Marco Imarisio, Corriere della Sera 20/2/2014, 20 febbraio 2014
«QUATTRO CONDANNATI A MORTE» VOLANTINO CHOC CONTRO LA TAV
Le condanne a morte sono firmate da un emerito sconosciuto. Quella sigla è un inedito assoluto, mai pervenuta a qualunque latitudine. Il documento inviato ieri all’Ansa di Torino dai Nuclei operativi armati è solo l’ultimo in ordine di tempo a predicare l’ormai famoso salto di qualità della protesta contro il Tav in Val di Susa. Ma lo fa in modo molto esplicito, senza giri di parole, augurando la nascita di una nuova stagione di lotta armata. Negli ultimi mesi, in mezzo a un rosario di minacce a magistrati, politici e semplici lavoratori, c’è stata la lunga analisi fatta dai due capi delle Nuove Brigate rosse, condannati per associazione sovversiva, che parlavano della necessità di «un balzo in avanti» da parte degli antagonisti impegnati contro la linea Torino-Lione, subito seguita da quella della Fai, la Federazione anarchica informale che con altro linguaggio replicava lo stesso messaggio, esortando i militanti No Tav ad «alzare il tiro» della lotta in valle.

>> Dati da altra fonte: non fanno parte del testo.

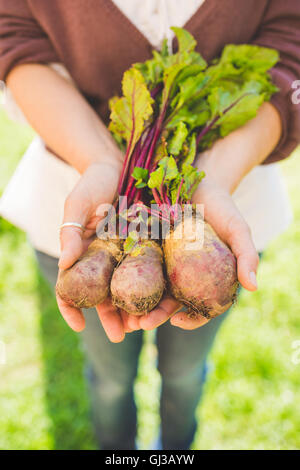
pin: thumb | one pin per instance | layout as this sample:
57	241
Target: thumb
241	243
71	237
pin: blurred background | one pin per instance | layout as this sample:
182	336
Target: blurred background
251	398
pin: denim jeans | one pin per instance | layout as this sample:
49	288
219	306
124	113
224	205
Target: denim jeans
112	369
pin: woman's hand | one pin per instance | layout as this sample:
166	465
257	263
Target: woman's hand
98	185
225	165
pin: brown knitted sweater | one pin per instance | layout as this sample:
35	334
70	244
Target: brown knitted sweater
97	43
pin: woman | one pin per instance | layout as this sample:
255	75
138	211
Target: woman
96	42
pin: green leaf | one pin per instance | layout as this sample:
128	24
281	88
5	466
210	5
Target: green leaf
192	177
156	178
129	113
169	166
190	157
189	87
250	56
131	242
176	142
141	175
242	112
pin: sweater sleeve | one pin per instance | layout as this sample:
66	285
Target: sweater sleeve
22	40
280	29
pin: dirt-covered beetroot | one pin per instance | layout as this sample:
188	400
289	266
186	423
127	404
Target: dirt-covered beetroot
202	273
86	283
138	282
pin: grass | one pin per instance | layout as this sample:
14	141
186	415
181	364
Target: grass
251	397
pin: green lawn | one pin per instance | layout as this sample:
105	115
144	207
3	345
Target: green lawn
251	399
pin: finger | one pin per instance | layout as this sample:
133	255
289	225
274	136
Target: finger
73	316
71	246
241	243
111	321
71	237
160	314
125	318
182	320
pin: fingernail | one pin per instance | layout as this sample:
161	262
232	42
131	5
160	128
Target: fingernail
252	277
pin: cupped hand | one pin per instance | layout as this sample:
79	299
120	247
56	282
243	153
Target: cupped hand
98	185
222	214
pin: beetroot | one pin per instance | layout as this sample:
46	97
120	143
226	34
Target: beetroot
201	274
138	283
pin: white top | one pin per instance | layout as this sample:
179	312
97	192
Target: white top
34	198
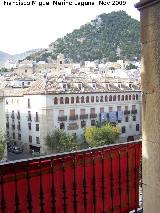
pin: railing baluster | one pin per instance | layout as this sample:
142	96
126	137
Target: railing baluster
84	185
94	182
112	183
29	194
64	187
41	189
16	193
74	184
103	189
53	188
3	203
120	188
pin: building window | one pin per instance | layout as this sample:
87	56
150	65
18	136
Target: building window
92	99
72	112
123	129
14	135
29	116
92	110
82	99
87	99
93	122
133	97
137	127
37	127
37	140
66	100
61	100
114	98
72	100
55	100
61	126
97	99
19	136
29	103
126	98
37	118
101	99
126	118
122	98
82	111
110	98
106	98
110	109
134	117
77	99
101	109
83	124
118	108
29	126
30	139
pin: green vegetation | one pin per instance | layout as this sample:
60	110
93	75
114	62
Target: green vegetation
2	144
60	141
99	39
103	135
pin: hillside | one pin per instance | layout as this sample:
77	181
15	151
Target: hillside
98	39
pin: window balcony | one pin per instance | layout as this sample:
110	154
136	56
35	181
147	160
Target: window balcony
134	111
126	112
93	180
73	117
62	118
85	116
93	115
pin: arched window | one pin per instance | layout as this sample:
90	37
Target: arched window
87	99
82	99
55	100
72	100
61	100
133	97
114	98
66	100
77	99
126	98
97	99
110	98
101	99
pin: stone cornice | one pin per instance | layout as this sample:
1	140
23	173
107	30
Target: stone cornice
142	5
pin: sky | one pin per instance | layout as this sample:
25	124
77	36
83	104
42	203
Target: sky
25	27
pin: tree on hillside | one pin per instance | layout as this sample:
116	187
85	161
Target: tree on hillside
103	135
60	141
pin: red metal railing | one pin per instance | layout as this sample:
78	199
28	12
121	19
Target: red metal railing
100	180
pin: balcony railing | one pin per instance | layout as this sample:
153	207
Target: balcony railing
62	118
85	116
104	179
73	117
93	115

«In questo contesto milioni di lavoratori rimangono senza lavoro, senza alcuna prospettiva e senza futuro. Proprio questi salariati precari sono il futuro della lotta armata. Quelli che pagano il prezzo più alto sono i giovani. Per arruolarli è necessario dar loro una prospettiva rivoluzionaria che risponda alla loro frustrazione e ai loro bisogni». I primi due fogli espongono posizioni molto vicine per linguaggio a quelle delle Nuove Brigate rosse e per contenuti a quelle degli anarchici. Quasi una sintesi, che in parte riflette la saldatura delle posizioni più radicali avvenuta di recente in valle. Anche qui, come nel documento del Fai, la spinta a una nuova stagione di lotta armata arriva dalla «repressione» e dal «carcere duro per i compagni imprigionati». Il trattamento riservato ai quattro militanti attualmente detenuti con l’accusa di terrorismo, «è il segnale che il tempo della lotta pacifica, fatta di scritte e manifestazioni, è terminato».

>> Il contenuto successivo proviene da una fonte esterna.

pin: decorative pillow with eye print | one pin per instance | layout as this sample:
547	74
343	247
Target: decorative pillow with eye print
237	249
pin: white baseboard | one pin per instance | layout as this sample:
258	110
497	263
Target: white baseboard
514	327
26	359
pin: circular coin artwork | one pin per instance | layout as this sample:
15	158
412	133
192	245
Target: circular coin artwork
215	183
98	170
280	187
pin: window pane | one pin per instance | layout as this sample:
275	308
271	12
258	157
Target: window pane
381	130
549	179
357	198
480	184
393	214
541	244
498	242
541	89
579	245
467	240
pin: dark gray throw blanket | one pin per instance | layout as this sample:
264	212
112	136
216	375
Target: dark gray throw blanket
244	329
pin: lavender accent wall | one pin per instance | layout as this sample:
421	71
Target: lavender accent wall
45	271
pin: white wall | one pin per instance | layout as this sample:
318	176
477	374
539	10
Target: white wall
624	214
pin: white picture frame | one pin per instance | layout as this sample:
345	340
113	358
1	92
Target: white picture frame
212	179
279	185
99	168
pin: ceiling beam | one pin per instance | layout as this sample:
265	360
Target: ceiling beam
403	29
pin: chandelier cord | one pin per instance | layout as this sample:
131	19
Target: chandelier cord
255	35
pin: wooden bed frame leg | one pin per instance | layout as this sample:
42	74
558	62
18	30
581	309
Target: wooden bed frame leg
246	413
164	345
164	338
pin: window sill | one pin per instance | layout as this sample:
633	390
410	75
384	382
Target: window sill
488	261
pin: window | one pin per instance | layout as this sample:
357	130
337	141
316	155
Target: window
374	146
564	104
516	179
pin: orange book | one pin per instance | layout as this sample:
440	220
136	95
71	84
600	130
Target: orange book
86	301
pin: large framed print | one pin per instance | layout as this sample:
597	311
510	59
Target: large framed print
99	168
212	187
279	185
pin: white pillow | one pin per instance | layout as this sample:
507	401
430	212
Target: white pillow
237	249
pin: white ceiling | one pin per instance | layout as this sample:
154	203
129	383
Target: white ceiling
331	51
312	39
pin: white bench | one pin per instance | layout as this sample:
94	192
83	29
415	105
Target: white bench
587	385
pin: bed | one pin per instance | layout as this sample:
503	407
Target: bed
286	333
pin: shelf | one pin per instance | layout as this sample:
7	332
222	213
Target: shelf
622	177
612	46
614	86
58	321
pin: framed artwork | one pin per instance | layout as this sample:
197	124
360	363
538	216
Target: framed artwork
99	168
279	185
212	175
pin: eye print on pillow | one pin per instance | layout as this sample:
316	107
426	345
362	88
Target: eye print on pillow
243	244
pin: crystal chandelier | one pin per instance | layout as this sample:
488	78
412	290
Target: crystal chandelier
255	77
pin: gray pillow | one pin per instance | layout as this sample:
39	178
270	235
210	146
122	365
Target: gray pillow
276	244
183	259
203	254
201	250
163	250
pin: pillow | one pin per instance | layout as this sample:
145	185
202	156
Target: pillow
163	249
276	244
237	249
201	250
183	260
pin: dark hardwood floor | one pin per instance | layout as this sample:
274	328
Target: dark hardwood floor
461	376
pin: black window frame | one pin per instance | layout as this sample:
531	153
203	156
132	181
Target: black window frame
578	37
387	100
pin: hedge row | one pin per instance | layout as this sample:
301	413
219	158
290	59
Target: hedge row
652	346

Alcuni passaggi rivelano una conoscenza molto ravvicinata del dibattito che si è svolto negli ultimi mesi in valle. Gli autori del documento rivendicano il fatto di aver più volte segnalato ai militanti che i loro metodi erano destinati alla sconfitta. «Puntualmente le nostre previsioni si sono avverate». L’affermazione del Movimento 5 Stelle alle ultime elezioni politiche, che aveva destato molte speranze e altrettante domande all’interno dei No Tav viene liquidata con l’accusa di comicità e finto movimentismo. «Avevamo detto ai parlamentari del M5S che non era quella la strada per dare il colpo di grazia a questo Stato, ci hanno ridicolizzato, ora la nostra analisi è pronta per essere applicata».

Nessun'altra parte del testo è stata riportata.